Guidance on creating and asking questions

Try not to get bogged down in minutia - we're looking for a good overall understanding not recalling specific APIs
It's fine to ask questions that the trainee might not know the answer to or which might be considered advanced. Just be positive and make it clear that they're not expected to know the answer!
Do not ask all these sample questions! Please just choose two or three.

A few sample questions for the product landing page task

How would you change your code if...
  • We want NO video when viewing with a small-screen mobile device (e.g. smartphone)
  • We want clickable links from your landing page to your tribute page and vice versa, maybe at the foot of the page
  • The company has a partner that wants their logo added to the header, too!
  • We want the navbar to always be shown at the bottom of the viewport, instead of the top?
  • [Ask this AFTER "playing ignorant", below]. What if I wanted to collect email address AND full name?
    • (Note copy paste isn't quite enough here - they'd have to disable validation of the name field as an email address)
  • We want to add a sound file to the page (or a playable video game, if they already know)
    • Here we're intentionally asking for something they've hopefully no clue how to do.
    • DON'T have them waste time taking this all the way, even if they can.
    • You just want to at least see that they can search and start to select from search results intelligently

Playing Ignorant

Make a "mistake" understanding the email address form field, and see if they can help you.
  • You: "This form field of the form rejects when i try to submit my name ("Neill"). What's going on?"
    • Hint (if necessary) so they don't treat you as infallible: You: "Am I doing something wrong? I might have the wrong idea here..." ... "I might be intentionally making a mistake here, what mistake am i making?"
  • What we're looking for:
    • Candidate understands our mistake - it should be enough for them to read the presented error message
    • Can articulate to us why we're seeing an error and what we might do to remedy it
    • Can explain how this validation has been enabled in their html code.
  • Follow up: You: "Ah! So how do you get it to validate an email field?"

Break and fix

Fork their site and break it (e.g. cause elements to become unstyled by changing element ids or classes). Point out the errors from the user perspective (not from a code view), and ask them to fix your code.
Make sure you're agreed on what the client expects: "We want this footer text to be neon pink, and ten feet tall, right?"
How do they go about debugging it?
Here are some likely hints (if they struggle for a while):
  • [First check you have the same expectation]: "We expect this text at the bottom of the page to be bright pink, right?"
  • "How would you do that in the first place? Forget that I broke it - do it from scratch as you would for any text." [avoid them obsessing on what got broken, or how. guide back to first principles.]
  • "How does it know that this rule in css is meant for this text?" [Looking for the aha of a wrong class or id]

Rubric

You may have asked more than one question, or you may have only had time for one. For each question you asked, consider the following areas. Now, overall, place the candidate on the scale provided.

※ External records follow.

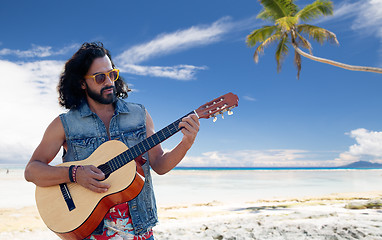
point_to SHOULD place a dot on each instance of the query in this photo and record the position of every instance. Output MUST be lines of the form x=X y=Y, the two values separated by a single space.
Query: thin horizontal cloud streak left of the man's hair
x=37 y=51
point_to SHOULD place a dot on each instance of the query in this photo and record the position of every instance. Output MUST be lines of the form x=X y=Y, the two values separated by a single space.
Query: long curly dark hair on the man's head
x=69 y=87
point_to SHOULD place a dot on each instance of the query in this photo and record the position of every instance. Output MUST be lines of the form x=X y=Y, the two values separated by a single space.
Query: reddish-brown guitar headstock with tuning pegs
x=217 y=106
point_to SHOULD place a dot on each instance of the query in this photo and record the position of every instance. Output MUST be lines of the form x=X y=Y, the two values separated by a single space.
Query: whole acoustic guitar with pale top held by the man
x=74 y=212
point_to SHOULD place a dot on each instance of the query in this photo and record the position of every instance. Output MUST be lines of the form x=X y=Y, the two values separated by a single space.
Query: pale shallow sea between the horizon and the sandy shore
x=181 y=186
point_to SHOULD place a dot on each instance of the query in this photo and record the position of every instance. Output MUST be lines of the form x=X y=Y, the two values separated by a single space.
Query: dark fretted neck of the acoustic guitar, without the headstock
x=142 y=147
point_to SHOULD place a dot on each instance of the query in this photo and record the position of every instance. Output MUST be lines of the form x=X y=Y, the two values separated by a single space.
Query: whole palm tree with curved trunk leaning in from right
x=286 y=29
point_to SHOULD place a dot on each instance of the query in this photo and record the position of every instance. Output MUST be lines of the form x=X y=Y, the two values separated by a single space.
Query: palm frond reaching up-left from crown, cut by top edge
x=278 y=8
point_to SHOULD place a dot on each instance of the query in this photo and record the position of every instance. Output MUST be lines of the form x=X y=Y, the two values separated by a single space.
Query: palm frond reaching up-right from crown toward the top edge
x=317 y=9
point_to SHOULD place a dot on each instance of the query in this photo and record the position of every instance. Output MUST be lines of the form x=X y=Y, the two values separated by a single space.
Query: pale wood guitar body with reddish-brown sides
x=90 y=207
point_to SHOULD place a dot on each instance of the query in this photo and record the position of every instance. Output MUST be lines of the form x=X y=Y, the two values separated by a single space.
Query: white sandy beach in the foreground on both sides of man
x=351 y=215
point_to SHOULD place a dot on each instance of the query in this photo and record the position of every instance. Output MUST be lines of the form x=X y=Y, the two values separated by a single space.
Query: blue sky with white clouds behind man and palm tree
x=177 y=55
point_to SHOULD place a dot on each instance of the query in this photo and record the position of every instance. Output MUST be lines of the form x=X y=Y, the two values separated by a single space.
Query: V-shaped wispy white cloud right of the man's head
x=170 y=43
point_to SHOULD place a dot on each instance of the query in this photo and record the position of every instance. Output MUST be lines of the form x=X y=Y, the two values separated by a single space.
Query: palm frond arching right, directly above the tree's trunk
x=317 y=33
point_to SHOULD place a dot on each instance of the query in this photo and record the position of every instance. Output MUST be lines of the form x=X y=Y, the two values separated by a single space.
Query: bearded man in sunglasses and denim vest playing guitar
x=91 y=88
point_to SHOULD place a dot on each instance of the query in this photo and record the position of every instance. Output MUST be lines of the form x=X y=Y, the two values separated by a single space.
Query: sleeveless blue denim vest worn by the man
x=85 y=132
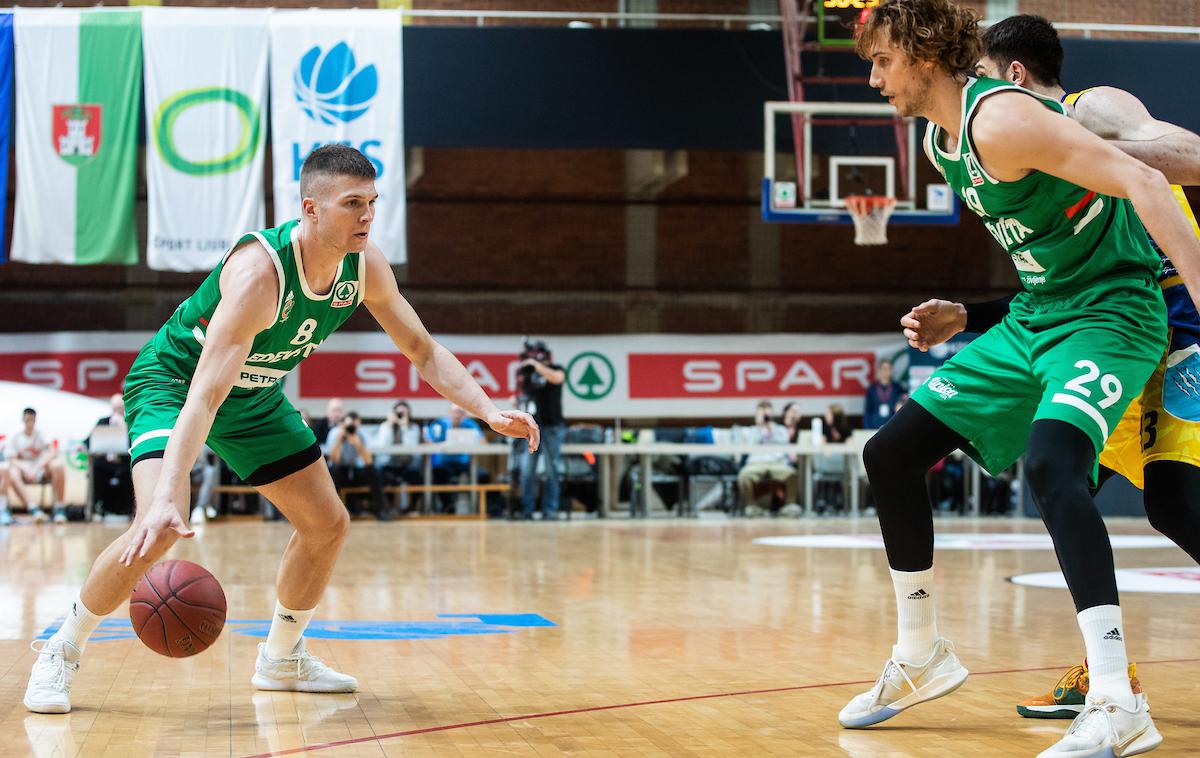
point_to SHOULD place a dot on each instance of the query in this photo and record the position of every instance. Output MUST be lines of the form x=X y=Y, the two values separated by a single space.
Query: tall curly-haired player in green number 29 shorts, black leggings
x=1052 y=381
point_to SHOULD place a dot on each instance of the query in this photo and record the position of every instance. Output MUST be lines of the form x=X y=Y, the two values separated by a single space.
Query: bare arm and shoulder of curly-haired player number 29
x=1015 y=135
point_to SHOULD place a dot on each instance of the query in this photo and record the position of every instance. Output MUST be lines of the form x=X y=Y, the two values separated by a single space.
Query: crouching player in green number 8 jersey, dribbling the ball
x=213 y=375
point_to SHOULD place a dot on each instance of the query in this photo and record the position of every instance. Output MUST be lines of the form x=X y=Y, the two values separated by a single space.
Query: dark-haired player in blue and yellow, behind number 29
x=1157 y=444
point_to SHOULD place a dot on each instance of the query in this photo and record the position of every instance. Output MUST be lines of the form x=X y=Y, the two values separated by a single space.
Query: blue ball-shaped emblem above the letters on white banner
x=332 y=88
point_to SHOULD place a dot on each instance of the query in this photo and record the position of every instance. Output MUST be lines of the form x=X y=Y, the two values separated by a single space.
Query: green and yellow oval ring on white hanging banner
x=235 y=157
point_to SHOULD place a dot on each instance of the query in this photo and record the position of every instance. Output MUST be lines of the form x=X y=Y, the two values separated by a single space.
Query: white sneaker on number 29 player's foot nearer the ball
x=903 y=685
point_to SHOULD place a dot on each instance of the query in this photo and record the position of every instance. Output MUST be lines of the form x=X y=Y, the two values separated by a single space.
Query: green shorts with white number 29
x=1081 y=358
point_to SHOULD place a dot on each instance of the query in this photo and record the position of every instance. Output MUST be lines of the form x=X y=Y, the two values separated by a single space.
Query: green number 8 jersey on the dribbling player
x=303 y=320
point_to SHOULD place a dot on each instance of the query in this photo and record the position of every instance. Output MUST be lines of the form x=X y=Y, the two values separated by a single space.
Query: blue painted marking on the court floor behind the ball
x=472 y=624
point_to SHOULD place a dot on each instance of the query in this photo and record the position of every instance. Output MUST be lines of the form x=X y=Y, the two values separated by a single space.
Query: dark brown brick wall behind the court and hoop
x=549 y=243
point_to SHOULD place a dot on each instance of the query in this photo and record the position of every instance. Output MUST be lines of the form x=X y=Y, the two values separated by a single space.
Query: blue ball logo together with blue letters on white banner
x=334 y=91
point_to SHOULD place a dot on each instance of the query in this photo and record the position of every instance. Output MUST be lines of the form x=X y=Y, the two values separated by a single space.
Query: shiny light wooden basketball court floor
x=668 y=639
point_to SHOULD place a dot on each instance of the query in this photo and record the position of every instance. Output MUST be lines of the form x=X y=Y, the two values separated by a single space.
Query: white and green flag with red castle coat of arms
x=79 y=81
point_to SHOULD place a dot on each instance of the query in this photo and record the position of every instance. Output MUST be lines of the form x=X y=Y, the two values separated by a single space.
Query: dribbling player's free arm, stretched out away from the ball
x=436 y=365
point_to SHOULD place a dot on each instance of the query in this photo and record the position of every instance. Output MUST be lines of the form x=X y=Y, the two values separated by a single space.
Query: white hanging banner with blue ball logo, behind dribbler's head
x=337 y=79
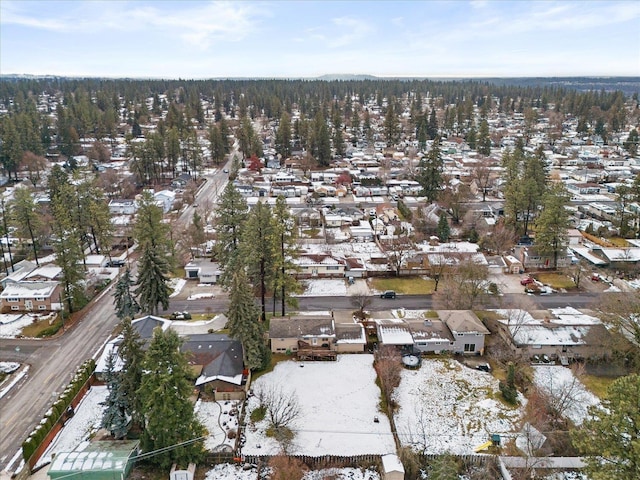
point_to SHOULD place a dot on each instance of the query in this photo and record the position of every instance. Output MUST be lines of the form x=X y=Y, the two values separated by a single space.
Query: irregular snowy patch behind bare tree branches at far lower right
x=559 y=381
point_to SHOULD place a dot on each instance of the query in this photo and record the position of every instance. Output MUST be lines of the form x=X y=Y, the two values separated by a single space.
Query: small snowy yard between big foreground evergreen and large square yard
x=217 y=419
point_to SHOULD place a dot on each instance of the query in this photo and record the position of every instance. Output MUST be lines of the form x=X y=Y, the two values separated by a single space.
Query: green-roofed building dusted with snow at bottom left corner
x=101 y=460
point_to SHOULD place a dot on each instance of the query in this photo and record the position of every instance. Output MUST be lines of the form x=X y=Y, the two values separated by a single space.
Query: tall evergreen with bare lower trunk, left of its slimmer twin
x=258 y=250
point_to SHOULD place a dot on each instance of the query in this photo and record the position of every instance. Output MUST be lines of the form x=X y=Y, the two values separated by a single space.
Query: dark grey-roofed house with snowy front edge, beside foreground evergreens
x=218 y=362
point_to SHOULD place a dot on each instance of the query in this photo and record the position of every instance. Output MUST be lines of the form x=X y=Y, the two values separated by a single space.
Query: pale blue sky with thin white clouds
x=294 y=39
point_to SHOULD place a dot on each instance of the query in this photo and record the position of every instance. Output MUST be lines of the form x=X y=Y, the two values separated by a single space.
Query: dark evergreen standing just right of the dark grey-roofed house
x=244 y=323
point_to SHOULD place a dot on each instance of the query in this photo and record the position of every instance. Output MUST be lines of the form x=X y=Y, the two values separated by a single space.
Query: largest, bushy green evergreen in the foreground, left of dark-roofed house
x=170 y=424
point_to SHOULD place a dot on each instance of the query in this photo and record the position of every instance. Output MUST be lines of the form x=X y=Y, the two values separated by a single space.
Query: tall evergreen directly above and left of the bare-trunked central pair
x=230 y=217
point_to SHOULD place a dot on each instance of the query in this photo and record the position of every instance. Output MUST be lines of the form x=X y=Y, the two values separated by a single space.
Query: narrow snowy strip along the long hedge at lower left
x=78 y=429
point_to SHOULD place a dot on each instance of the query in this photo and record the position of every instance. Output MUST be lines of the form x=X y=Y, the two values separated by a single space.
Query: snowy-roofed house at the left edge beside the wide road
x=30 y=296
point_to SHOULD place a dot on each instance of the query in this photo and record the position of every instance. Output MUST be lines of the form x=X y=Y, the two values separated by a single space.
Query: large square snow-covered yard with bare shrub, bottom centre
x=338 y=402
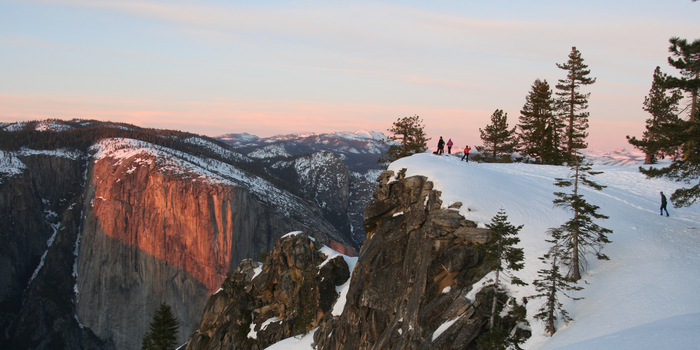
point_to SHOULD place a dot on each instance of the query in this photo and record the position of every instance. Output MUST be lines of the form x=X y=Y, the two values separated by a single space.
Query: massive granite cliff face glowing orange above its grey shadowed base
x=152 y=234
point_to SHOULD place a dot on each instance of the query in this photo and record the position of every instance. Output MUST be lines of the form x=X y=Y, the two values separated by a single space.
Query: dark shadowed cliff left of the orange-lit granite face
x=40 y=211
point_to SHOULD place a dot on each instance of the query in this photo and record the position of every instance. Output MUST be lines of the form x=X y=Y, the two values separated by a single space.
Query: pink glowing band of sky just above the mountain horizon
x=270 y=117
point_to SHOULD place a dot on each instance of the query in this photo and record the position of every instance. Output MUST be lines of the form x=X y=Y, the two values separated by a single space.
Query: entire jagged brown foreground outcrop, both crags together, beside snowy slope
x=408 y=289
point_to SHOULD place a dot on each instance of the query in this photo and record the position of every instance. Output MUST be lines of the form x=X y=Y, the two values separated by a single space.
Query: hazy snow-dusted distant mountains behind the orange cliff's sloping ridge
x=347 y=160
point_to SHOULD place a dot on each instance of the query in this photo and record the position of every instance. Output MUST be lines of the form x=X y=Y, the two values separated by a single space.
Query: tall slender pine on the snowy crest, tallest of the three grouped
x=572 y=103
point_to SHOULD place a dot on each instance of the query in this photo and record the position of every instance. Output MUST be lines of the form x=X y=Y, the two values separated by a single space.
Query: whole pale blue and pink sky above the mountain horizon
x=279 y=67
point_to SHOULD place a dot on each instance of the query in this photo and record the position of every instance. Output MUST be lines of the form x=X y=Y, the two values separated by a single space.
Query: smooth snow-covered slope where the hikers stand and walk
x=645 y=297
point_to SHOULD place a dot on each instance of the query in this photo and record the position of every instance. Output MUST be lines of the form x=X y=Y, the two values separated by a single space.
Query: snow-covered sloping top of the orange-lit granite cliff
x=198 y=169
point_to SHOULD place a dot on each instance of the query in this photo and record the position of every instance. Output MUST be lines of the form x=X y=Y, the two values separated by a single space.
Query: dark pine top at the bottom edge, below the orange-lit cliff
x=162 y=332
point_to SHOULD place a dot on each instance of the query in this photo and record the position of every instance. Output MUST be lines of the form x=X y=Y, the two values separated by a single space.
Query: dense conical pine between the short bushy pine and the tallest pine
x=540 y=130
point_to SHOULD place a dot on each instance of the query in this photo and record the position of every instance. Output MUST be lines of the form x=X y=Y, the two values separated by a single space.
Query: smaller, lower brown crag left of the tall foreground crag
x=261 y=305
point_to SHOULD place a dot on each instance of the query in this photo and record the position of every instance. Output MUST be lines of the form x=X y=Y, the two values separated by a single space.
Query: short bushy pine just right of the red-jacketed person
x=497 y=137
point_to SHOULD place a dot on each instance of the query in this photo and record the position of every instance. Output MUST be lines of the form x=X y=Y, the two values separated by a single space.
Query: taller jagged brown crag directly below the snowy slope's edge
x=414 y=271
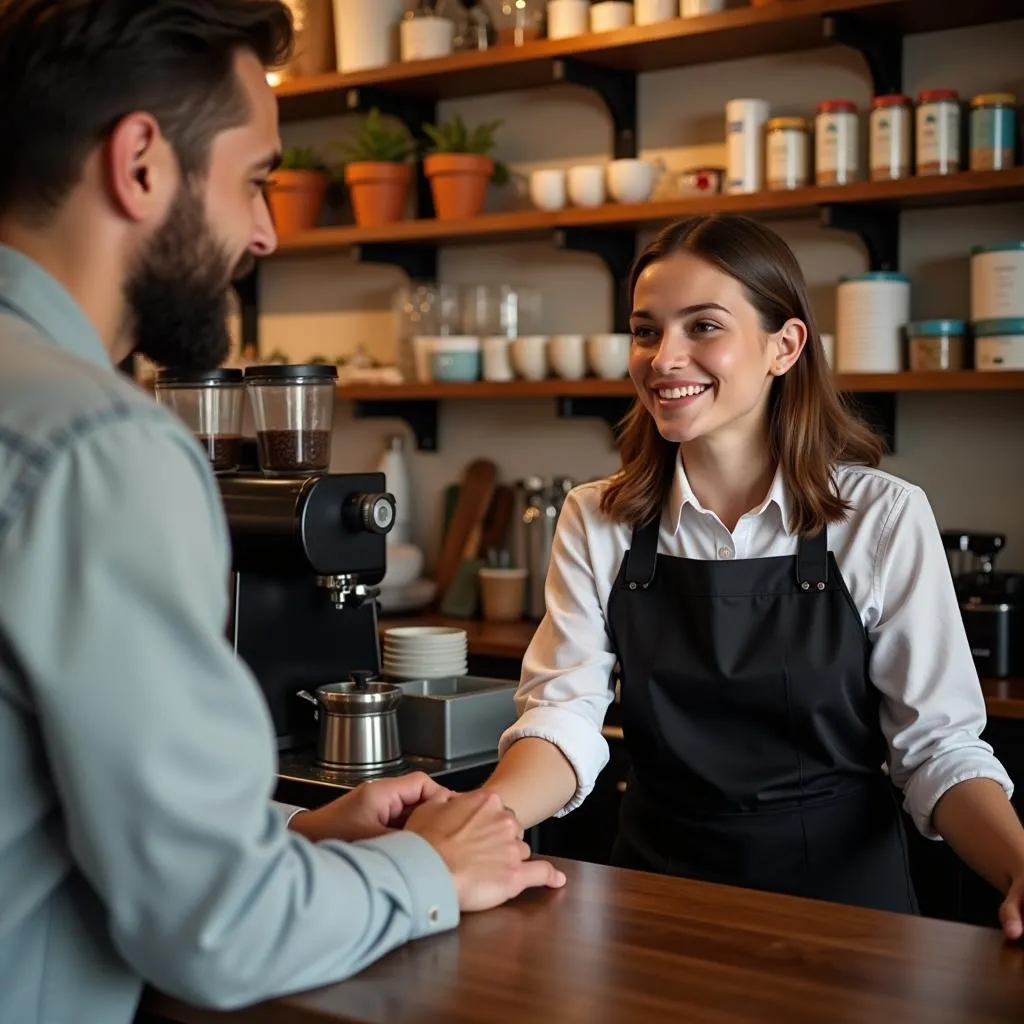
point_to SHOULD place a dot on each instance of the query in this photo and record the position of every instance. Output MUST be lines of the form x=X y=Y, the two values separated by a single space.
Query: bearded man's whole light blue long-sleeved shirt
x=138 y=837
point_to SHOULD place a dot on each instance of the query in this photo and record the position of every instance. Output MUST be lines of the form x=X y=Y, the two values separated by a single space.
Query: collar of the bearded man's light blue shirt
x=34 y=295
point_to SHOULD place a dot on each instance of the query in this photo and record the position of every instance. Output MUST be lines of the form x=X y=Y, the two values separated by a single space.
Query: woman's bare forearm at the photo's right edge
x=978 y=822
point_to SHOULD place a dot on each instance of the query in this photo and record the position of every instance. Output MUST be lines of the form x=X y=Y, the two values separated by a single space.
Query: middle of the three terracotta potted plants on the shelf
x=378 y=172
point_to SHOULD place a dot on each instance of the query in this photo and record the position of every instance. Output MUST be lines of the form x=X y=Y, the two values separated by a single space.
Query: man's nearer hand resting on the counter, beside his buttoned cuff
x=482 y=843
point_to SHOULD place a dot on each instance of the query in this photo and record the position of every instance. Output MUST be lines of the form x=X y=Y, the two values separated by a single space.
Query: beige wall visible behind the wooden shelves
x=967 y=451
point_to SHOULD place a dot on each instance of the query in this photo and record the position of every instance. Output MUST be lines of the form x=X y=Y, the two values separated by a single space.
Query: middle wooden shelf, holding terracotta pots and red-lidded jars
x=956 y=190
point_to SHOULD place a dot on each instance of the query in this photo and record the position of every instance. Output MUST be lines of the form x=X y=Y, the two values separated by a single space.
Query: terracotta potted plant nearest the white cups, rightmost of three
x=459 y=167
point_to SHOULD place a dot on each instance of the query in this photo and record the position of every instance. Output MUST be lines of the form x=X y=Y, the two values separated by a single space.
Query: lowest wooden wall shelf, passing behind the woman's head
x=968 y=380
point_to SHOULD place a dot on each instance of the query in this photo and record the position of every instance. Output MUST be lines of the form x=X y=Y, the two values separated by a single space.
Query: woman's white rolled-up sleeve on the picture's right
x=933 y=711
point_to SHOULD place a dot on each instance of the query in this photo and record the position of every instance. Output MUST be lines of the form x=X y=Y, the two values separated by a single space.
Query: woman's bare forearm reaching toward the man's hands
x=534 y=780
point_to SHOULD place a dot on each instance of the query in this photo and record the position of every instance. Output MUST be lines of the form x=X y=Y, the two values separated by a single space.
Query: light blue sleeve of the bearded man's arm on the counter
x=161 y=748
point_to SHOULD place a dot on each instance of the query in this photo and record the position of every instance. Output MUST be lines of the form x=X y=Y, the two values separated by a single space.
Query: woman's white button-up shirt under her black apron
x=892 y=560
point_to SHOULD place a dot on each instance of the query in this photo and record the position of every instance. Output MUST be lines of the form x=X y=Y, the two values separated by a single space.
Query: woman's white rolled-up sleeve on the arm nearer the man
x=568 y=672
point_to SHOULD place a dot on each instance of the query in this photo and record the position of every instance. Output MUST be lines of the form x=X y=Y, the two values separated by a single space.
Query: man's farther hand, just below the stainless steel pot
x=370 y=810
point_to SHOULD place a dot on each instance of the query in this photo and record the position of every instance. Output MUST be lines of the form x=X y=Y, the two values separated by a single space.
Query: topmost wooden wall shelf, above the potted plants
x=746 y=32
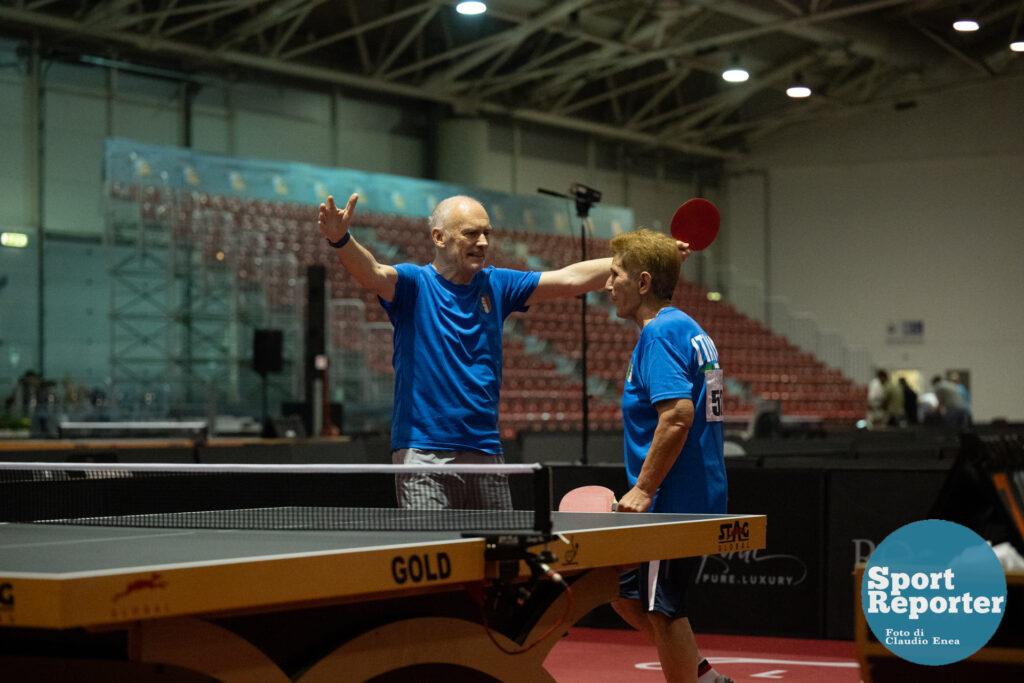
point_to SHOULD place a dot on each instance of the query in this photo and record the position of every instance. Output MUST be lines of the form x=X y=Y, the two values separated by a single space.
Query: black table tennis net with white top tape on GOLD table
x=274 y=498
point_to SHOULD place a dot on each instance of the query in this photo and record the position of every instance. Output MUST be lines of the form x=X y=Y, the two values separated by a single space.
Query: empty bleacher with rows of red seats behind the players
x=269 y=246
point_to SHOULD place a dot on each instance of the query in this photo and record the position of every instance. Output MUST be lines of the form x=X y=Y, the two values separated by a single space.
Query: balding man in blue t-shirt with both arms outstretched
x=448 y=319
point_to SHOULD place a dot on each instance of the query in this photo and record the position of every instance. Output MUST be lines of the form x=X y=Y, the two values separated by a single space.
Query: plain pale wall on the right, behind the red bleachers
x=911 y=216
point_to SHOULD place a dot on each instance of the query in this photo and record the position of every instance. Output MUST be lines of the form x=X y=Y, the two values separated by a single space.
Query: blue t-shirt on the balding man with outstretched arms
x=448 y=356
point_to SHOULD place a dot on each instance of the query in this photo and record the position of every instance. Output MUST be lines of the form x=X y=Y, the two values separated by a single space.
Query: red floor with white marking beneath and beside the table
x=594 y=656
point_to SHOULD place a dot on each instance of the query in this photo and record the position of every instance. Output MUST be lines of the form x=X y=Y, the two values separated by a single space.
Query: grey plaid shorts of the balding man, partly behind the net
x=451 y=492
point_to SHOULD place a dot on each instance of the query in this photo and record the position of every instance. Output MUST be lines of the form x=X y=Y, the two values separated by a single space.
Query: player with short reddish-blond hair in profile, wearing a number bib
x=672 y=420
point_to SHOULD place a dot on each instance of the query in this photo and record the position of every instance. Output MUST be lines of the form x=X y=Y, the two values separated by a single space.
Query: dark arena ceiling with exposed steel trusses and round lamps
x=647 y=72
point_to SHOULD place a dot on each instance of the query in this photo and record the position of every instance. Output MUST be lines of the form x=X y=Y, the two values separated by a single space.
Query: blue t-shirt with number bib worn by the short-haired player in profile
x=675 y=359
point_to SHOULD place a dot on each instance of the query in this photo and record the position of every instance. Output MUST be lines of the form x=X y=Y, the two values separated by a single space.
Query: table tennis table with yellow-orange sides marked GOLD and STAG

Understanding the question (forget about the answer for now)

  • Clearly understood the question
  • Maybe understood the question
  • Probably didn't understand the questions
  • I had no chance to assess this

Approach

  • Showed an excellent approach to the question
  • Showed partial signs of a good approach to the questions
  • Showed a poor approach (e.g. helplessness)
  • I had no chance to assess this

Knowledge

  • Knew the answer
  • Was clearly familiar with the domain and got to the answer after light hint(s)
  • Didn't know the answer
  • I had no chance to assess this

Taking feedback

  • Took feedback well (acknowledged and/or incorporated or rejected with reasoning)
  • Took feedback with prompting
  • Took feedback poorly (denial / no acknowledgement)
  • I had no chance to assess this

Other notes

  • Any other notes on the technical interview or candidate's performance? Please contribute your insights, and any important context to your grade, in the text box.